# Second Wolfe conditions

## Introduction to optimization and operations research.

Michel Bierlaire


In [None]:

import numpy as np
from matplotlib import pyplot as plt
from scipy.optimize import fsolve


In this lab, you will practice the **second Wolfe condition**
in an inexact line search. Starting from a quadratic objective and an initial point, you
will (i) compute the gradient and Hessian, (ii) form Newton’s direction and verify it is a
**descent direction** via the directional derivative, and (iii) study how the ratio
⟨∇f(x_α), d_N⟩ / ⟨∇f(x_0), d_N⟩ behaves along the line. You will plot this ratio, locate the
α values that satisfy the condition for a given β₂, and compare them to the minimizer along
the line. The goal is to connect the algebra (∇f, ∇²f), the geometry of line search, and the
practical choice of step sizes that guarantee sufficient curvature decrease.

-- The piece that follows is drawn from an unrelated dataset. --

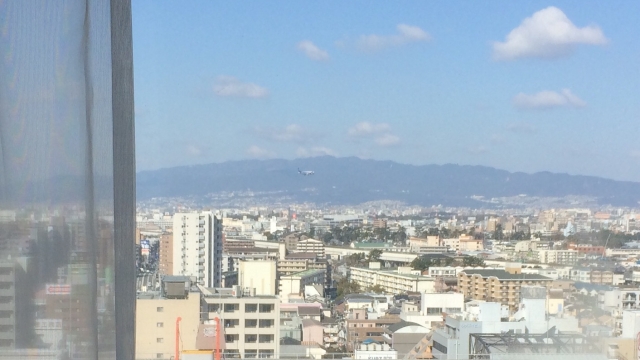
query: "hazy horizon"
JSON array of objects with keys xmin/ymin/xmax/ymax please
[{"xmin": 133, "ymin": 0, "xmax": 640, "ymax": 181}]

Consider the unconstrained optimization problem
$$\min_{x \in \mathbb{R}^2} f(x)=x_1^2+x_1x_2+2x_2^2,
$$
and the point $x_0=(1,1)^T$.


- Calculate Newton's direction at $x_0$.
- Verify that it is a descent direction.
- Consider the second Wolfe condition with $\beta_2=0.7$. What are
the values of the step $\alpha$ that verify the condition?

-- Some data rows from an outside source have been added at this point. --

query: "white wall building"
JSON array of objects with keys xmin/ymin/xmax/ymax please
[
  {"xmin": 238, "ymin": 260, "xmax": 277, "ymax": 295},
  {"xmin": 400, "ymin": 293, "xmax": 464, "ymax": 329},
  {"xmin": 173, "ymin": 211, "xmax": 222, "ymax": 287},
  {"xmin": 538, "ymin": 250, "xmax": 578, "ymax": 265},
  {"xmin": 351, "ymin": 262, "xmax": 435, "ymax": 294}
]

First, implement the function and its derivatives

In [None]:


def f(x: np.array) -> float:
    """Objective function"""
    # Python starts the numbering at zero
    x_1 = x[0]
    x_2 = x[1]
    result = x_1 * x_1 + x_1 * x_2 + 2 * x_2 * x_2
    return result



In [None]:
x_zero = np.array([1.0, 1.0])
f_zero = f(x_zero)
print(f'f({x_zero}) = {f_zero}')



In [None]:
def gradient(x: np.array) -> np.array:
    """Gradient of the objective function"""
    x_1 = x[0]
    x_2 = x[1]
    g_1 = 2 * x_1 + x_2
    g_2 = x_1 + 4 * x_2
    return np.array([g_1, g_2])



In [None]:
g_zero = gradient(x_zero)
print(f'Gradient of f({x_zero}) = {g_zero}')



In [None]:
def hessian(x: np.array) -> np.array:
    """Second derivative matrix of the objective function"""
    # In this case, the hessian does not depend on x
    x_1 = x[0]
    x_2 = x[1]
    h_1_1 = 2
    h_1_2 = 1
    h_2_1 = 1
    h_2_2 = 4
    h = np.array([[h_1_1, h_1_2], [h_2_1, h_2_2]])
    return h



In [None]:
h_zero = hessian(x_zero)
print(f'Hessian of f({x_zero}) =\n{h_zero}')

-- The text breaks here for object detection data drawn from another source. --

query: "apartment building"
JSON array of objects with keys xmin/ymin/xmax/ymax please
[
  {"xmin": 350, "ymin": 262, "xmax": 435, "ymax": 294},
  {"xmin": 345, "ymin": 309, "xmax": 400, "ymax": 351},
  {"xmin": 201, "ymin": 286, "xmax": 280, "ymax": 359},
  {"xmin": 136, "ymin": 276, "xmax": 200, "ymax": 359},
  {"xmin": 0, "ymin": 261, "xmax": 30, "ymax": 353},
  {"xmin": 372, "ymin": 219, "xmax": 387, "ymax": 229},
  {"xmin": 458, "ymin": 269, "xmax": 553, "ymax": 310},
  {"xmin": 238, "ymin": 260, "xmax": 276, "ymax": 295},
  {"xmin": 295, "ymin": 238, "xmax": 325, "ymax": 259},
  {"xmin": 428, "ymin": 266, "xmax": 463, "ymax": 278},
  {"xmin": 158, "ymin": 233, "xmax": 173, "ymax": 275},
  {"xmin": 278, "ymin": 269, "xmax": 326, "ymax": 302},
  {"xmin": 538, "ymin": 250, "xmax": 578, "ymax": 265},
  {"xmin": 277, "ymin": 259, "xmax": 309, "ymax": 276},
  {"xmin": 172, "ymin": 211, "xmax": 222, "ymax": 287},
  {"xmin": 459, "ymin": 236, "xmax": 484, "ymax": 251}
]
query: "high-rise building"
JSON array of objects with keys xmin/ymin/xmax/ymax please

Note that there exists Python packages for automatic differentiation,
such as ``autograd``or ``jax``.

Calculate Newton's direction

In [None]:
newton_direction = np.linalg.solve(h_zero, -g_zero)
print(f"Newton's direction: {newton_direction}")


Verify that it is a descent direction.
We calculate the directional derivative.

In [None]:
directional_derivative = np.inner(newton_direction, g_zero)
print(f'Directional derivative: {directional_derivative}')


It must be negative.

In [None]:
if directional_derivative < 0:
    print('Descent direction')
else:
    print('Not a descent direction')



Write the function that associates a step alpha along Newton's direction with the value of
the objective function

In [None]:
def linesearch(alpha: float) -> float:
    """

    :param alpha: step along the direction
    :return: value of the objective function
    """
    new_point = x_zero + alpha * newton_direction
    return f(new_point)



We plot the function.

In [None]:
alpha_values = np.linspace(0, 2.5, 100)
objective_values = [linesearch(alpha) for alpha in alpha_values]
plt.plot(alpha_values, objective_values)
plt.xlabel('Step alpha')
plt.ylabel('Objective Function Value')
plt.title('Line Search Plot')
plt.grid(True)
plt.ylim(top=4)
plt.show()



Consider the second Wolfe condition with $\beta_2=0.7$.
$$
\nabla f(x_\alpha)^Td_N \geq \beta_2 \nabla f(x_0)^Td_N.
$$

In [None]:
beta_2 = 0.7



Consider this equivalent version of the same condition.
$$
\frac{\nabla f(x_\alpha)^Td_N}{\nabla f(x_0)^Td_N} \leq \beta_2.
$$
Note that the inequality has changed because $\nabla f(x_0)^Td_N < 0$.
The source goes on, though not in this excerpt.